Affidavit from your Relative (Flat Owner) & letter from your Company / Institute will solve your Address issue.
Just check Affidavit value required by B'lore RTO (Its between Rs.100/- to Rs.500/- & differ State to State) + Court Fee Stamp.
If you are going to stay in B'lore for more than a year or two, do it in all legal ways (Insurance Companies, Claims etc).


----------



## ico (Aug 18, 2011)

can't you just drive the vehicle from Mumbai to Bangalore?  and then keep on using it??
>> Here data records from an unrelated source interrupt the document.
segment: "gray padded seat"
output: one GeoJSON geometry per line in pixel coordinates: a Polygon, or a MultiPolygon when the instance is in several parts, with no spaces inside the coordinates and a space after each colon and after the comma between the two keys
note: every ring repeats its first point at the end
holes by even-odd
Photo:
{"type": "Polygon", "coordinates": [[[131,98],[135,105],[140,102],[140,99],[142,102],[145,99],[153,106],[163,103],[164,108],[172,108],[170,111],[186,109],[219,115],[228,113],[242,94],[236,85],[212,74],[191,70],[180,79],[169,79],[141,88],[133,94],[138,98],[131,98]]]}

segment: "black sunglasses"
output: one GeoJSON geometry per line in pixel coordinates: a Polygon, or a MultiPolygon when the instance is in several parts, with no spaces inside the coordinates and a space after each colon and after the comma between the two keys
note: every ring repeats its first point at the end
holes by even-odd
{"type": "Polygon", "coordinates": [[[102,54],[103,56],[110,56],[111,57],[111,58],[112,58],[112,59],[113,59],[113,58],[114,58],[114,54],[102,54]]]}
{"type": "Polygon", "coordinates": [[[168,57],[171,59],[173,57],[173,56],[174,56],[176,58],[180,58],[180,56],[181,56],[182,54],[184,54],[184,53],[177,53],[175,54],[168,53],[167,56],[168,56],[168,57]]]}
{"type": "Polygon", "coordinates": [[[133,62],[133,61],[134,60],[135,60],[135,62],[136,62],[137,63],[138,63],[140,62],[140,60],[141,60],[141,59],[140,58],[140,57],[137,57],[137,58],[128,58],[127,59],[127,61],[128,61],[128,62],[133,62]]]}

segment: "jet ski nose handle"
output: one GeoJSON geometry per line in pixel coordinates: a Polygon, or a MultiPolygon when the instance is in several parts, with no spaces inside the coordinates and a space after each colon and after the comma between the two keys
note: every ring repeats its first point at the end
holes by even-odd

I don't think there is any kind of such trouble involved if you move in from Haryana to Delhi or vice versa??


----------



## Nemes!s (Aug 18, 2011)

I'm driving my Nagpur(Maharastra) registered bike in Bangalore since last 3 years without any problem. of course without paying any road tax and PUC.


----------



## iinfi (Aug 18, 2011)

hi all .. thanks for your responses again .. 
I don't want any hassles later. hence i prefer to go legal way.



astroutkarsh said:


> Affidavit from your Relative (Flat Owner) & letter from your Company / Institute will solve your Address issue.
> Just check Affidavit value required by B'lore RTO (Its between Rs.100/- to Rs.500/- & differ State to State) + Court Fee Stamp.
> If you are going to stay in B'lore for more than a year or two, do it in all legal ways (Insurance Companies, Claims etc).



i will check this...thanks for your input


----------



## PraKs (Aug 19, 2011)

Just pay the road tax in Karnataka. for a bike around 1500 Rs.

Take the receipt & cops will not say anything. Drive carefree.

No need for any PUC or number plate change.


----------